SOUTH BEND, Ind. (AP) Notre Dame's opponents are quickly learning that, when Demetrius Jackson goes to the hoop, look out below.
The 6-foot-1 Jackson supplied the wow-factor highlight in No. 18 Notre Dame's 86-78 win Tuesday night over Milwaukee when he drove the baseline in the second half and threw down a one-handed dunk over 6-10 forward J.J. Panoske.
It wasn't the cleanest dunk, catching part of the rim as Panoske crashed in for the block attempt, but it electrified the home crowd, and his free throw to complete the 3-point play gave the Irish a 17-point lead. Jackson finished with 20 points.
''I wish he got it clean. I think he tried to dunk it too hard,'' said V.J. Beachem, who tied a career high with 19 points while adding a career-best eight rebounds for the Irish. ''But we love when he's attacking the rim and turning the corner like that.''
''It was all right. It could have been cleaner,'' Jackson said. ''But the most important thing is the `W.' We did a lot of great things tonight against a great team.''
Notre Dame (2-0), which moved up one spot in the poll this week, had all five starters score in double figures, including Zach Auguste, who hit 7 of 8 from the field and scored 15 of his 17 points in the second half.
Akeem Springs matched his career high with 21 points for Milwaukee, and Matt Tiby added 16 points and 13 rebounds. The Panthers (3-1) saw their seven-game winning streak, which dated back to Feb. 19 of last season, come to an end, marking their longest winning streak since 2011.
The Irish opened up a 20-point lead with just over 12 minutes to play by hitting 10 of their first 11 second half shots. Milwaukee shot 14-for-21 from 3-point range, including 8-for-12 in the second half to get the final margin into single digits.
''Usually when you absorb 14 threes ... you lose those kind of games,'' said Irish coach Mike Brey. ''Fortunately, our offensive efficiency was better. We had to score to escape.''
Beachem played a big part in that with what Brey felt was his best game to date. Beachem knocked down four 3-pointers and turned in his own highlight play with a steal and two-handed fastbreak dunk, two minutes into the second half to push Notre Dame's lead to 12.

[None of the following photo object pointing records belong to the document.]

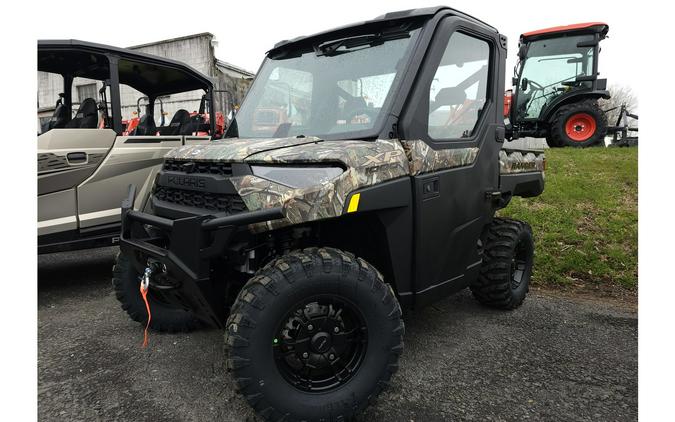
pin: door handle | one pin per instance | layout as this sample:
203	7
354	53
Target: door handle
500	133
76	157
431	188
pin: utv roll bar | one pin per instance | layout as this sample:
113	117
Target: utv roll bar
151	75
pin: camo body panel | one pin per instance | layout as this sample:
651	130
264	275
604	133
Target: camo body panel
367	163
424	159
520	161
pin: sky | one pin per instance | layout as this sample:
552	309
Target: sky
246	30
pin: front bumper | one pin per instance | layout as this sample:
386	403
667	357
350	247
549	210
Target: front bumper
185	248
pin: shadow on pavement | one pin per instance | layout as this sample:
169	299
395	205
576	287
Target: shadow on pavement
74	269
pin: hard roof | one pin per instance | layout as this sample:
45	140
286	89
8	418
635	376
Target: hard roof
599	27
146	73
403	14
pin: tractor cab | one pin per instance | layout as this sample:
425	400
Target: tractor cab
557	67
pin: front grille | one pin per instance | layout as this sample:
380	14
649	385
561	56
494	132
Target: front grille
219	202
199	167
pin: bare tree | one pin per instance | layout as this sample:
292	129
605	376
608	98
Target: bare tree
621	94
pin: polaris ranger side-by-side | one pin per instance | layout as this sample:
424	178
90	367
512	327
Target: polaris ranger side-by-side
86	161
361	174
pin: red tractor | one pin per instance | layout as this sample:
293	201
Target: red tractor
556	87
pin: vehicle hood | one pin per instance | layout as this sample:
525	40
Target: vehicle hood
235	149
380	156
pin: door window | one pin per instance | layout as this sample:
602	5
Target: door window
458	91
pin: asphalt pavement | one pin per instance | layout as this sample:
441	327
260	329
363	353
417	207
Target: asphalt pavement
553	359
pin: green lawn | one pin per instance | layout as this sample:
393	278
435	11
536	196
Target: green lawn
585	223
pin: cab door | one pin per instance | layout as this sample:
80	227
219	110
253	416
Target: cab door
132	160
66	157
450	125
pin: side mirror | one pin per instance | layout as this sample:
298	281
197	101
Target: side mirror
523	84
522	51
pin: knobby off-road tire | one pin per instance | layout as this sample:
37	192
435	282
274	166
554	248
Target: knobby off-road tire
504	278
579	124
259	333
165	318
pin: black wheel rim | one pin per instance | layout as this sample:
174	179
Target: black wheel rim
519	264
320	344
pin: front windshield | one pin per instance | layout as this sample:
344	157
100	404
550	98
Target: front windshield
551	69
338	90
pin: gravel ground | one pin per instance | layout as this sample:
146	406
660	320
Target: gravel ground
552	359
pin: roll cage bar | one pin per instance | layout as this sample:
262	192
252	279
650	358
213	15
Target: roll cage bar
151	75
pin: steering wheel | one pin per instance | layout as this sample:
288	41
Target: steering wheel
372	115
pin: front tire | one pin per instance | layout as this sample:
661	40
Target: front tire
504	278
314	335
580	124
165	318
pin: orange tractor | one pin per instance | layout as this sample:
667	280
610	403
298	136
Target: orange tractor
556	89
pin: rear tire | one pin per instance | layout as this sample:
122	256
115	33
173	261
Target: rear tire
165	318
282	363
504	278
580	124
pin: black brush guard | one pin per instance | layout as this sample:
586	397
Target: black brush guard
192	243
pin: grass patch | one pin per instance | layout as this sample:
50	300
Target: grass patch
585	223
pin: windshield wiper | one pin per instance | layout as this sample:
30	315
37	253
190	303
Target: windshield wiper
332	48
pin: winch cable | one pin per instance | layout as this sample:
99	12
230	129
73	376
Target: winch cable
145	282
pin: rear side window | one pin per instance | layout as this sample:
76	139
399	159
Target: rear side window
457	95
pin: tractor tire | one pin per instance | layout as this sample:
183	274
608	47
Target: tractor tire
581	124
315	335
504	278
165	318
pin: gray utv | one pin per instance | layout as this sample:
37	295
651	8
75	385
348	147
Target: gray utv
88	156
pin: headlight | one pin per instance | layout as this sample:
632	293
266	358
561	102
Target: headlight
297	177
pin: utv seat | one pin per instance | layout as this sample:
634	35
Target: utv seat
86	117
146	127
178	121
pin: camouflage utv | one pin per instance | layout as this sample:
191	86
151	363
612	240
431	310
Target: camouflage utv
361	175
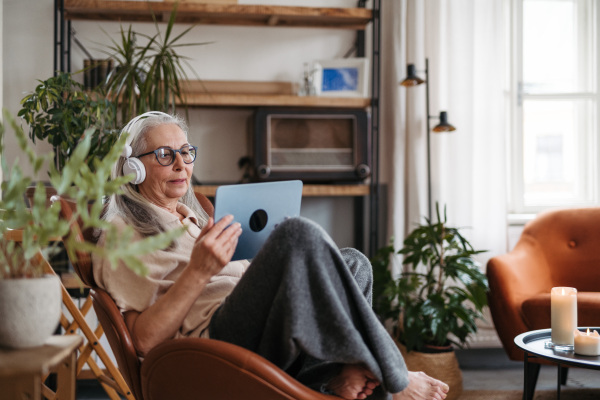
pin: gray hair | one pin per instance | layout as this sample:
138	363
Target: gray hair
131	206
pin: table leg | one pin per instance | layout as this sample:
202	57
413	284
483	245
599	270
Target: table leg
531	373
66	378
559	381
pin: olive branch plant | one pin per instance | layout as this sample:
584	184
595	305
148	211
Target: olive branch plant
41	223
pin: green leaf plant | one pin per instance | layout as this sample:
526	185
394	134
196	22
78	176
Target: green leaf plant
60	111
41	223
440	295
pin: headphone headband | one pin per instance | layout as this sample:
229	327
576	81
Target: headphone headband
130	124
133	165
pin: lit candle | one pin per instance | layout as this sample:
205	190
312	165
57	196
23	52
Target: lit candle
587	343
563	307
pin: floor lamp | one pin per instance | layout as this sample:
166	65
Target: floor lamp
413	80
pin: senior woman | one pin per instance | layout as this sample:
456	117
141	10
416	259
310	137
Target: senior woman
302	303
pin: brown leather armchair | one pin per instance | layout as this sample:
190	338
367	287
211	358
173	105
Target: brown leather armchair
190	368
557	248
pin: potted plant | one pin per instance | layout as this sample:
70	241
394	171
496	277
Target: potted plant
436	301
59	110
30	300
147	76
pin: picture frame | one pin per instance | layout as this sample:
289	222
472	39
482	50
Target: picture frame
342	77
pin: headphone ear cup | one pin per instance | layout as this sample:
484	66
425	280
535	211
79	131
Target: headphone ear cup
136	167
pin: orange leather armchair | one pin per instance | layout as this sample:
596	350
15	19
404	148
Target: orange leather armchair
557	248
190	368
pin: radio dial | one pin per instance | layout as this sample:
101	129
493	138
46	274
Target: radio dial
363	170
263	171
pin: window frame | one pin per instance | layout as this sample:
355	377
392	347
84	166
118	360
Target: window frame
516	99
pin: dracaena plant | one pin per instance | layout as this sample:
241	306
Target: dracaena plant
440	295
148	76
41	224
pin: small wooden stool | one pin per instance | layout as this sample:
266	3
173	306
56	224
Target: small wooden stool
22	371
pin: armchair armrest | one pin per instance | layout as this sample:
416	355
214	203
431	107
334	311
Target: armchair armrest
192	367
513	278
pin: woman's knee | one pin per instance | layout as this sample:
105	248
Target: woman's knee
302	231
361	269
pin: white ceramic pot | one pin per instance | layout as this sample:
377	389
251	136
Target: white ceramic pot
29	310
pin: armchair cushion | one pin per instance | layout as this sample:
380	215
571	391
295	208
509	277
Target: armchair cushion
557	248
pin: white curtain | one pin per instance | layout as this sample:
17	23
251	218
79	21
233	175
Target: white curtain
464	42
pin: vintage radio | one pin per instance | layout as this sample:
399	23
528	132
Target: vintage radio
314	145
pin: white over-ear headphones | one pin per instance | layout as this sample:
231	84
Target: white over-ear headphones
134	165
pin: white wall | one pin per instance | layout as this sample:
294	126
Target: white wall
236	53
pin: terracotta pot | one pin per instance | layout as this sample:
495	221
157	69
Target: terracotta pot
29	310
441	365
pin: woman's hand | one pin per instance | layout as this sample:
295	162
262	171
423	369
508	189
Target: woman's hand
212	251
215	246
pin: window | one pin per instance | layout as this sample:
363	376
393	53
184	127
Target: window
554	137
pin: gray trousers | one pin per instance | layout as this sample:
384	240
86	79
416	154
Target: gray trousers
304	305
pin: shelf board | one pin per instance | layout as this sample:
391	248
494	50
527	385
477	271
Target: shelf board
256	94
280	100
220	14
307	190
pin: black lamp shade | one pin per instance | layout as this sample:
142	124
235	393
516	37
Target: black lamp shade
443	126
411	77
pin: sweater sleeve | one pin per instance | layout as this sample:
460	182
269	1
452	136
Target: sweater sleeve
130	290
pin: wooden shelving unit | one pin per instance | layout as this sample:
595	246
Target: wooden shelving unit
252	94
219	14
307	190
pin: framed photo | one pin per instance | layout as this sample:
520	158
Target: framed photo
342	77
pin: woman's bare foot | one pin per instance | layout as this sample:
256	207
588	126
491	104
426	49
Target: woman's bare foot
422	387
354	382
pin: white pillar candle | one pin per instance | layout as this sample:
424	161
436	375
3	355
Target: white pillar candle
563	306
586	343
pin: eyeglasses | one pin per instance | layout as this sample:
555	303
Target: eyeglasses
166	155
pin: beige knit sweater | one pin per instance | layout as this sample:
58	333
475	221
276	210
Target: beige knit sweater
134	292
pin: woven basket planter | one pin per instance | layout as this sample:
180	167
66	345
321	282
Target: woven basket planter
443	366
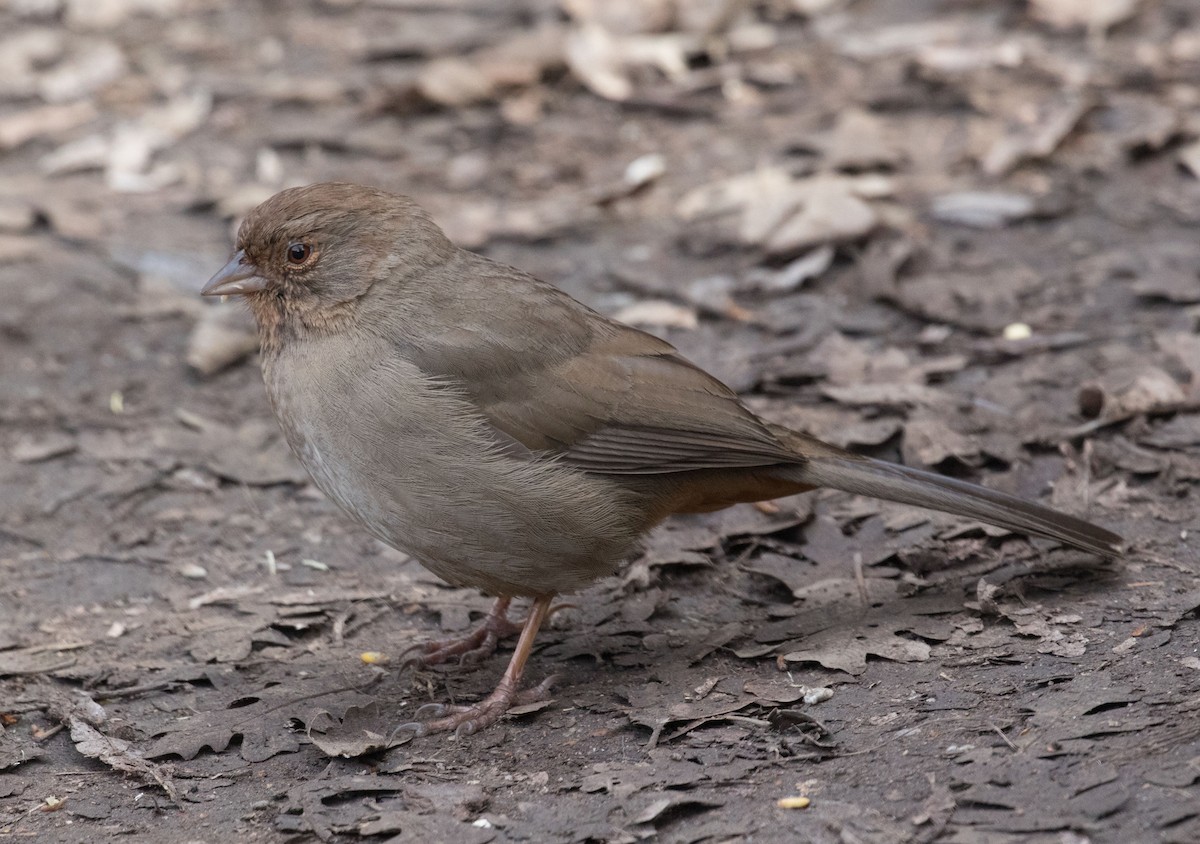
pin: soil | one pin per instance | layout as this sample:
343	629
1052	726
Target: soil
967	240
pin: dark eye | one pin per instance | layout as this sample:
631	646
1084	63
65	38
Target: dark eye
299	252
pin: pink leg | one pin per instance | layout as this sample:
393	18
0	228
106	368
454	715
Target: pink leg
467	719
474	647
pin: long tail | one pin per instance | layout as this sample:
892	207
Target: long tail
880	479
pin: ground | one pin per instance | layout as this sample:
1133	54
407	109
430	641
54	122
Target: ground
958	234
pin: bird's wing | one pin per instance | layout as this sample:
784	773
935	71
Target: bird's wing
557	377
630	405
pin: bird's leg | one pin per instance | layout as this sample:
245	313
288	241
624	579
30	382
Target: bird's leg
467	719
474	647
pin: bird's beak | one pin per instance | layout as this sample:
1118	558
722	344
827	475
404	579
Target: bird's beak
235	279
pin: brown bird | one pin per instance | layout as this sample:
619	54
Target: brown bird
503	434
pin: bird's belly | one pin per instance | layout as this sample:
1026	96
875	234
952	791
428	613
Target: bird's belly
433	484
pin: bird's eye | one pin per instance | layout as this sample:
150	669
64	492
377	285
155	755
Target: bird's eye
299	252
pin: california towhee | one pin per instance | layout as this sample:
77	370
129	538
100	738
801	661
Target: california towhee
503	434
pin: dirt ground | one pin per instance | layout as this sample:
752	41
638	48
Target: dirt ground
960	234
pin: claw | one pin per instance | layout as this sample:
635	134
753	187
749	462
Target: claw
467	720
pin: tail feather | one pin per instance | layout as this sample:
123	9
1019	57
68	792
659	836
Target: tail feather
879	479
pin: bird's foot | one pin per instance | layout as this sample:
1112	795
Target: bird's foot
474	647
466	720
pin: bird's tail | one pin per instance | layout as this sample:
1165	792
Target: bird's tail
879	479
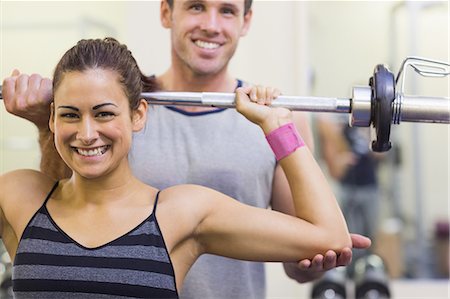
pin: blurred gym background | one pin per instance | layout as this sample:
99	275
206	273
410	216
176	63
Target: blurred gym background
320	48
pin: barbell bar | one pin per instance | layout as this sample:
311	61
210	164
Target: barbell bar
378	105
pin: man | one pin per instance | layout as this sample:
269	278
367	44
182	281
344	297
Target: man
204	37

''I thought V.J. was fabulous,'' Brey said. ''He continues to grow. Rebounding the basketball, stepping up and making big shots for us when we were dying to score in the first half and we were down.''
Milwaukee hit 6 of its first 9 tries from 3-point range and took a six-point lead with 6:13 left in the first half on an Austin Arians 3-pointer, but went the next 5:14 without a point.
The Irish took advantage by scoring 13 straight, and went up 37-29 on Steve Vasturia's three-point play with 1:19 left before the half. Notre Dame's defense forced four Panthers turnovers during the run, and held them to 0-for-4 shooting.
''When they decide to turn it up and play at the level that they're capable of playing, they're very difficult to handle,'' said Milwaukee coach Rob Jeter. ''It all starts with Jackson. An incredible player with the way he finishes above the rim.''
After scoring a career-high 27 points in Notre Dame's season-opening win over Saint Francis, Jackson enjoyed back-to-back 20-point outings for the first time in his career.
''I just have to stay aggressive, continue to get shots up and continue to be confident in myself and my teammates,'' Jackson said. ''I think we can be a great team if we continue to play how we did today.''
Notre Dame: The only other meeting between the Irish and Wisconsin-Milwaukee was in 2003, when they hung on for a 70-69 win in the first round of the NCAA Tournament. Torin Francis had the game-winning tip-in with 32.8 seconds left, and Dylan Page's layup for the Panthers rolled off the rim at the buzzer.
Milwaukee: This game marked the middle of a run of eight games in the first 13 days of the season. The Panthers won three games over the weekend to claim the Cable Car Classic title at Santa Clara.
Notre Dame faces UMass-Lowell at home on Saturday.
Milwaukee hosts Trinity International on Friday.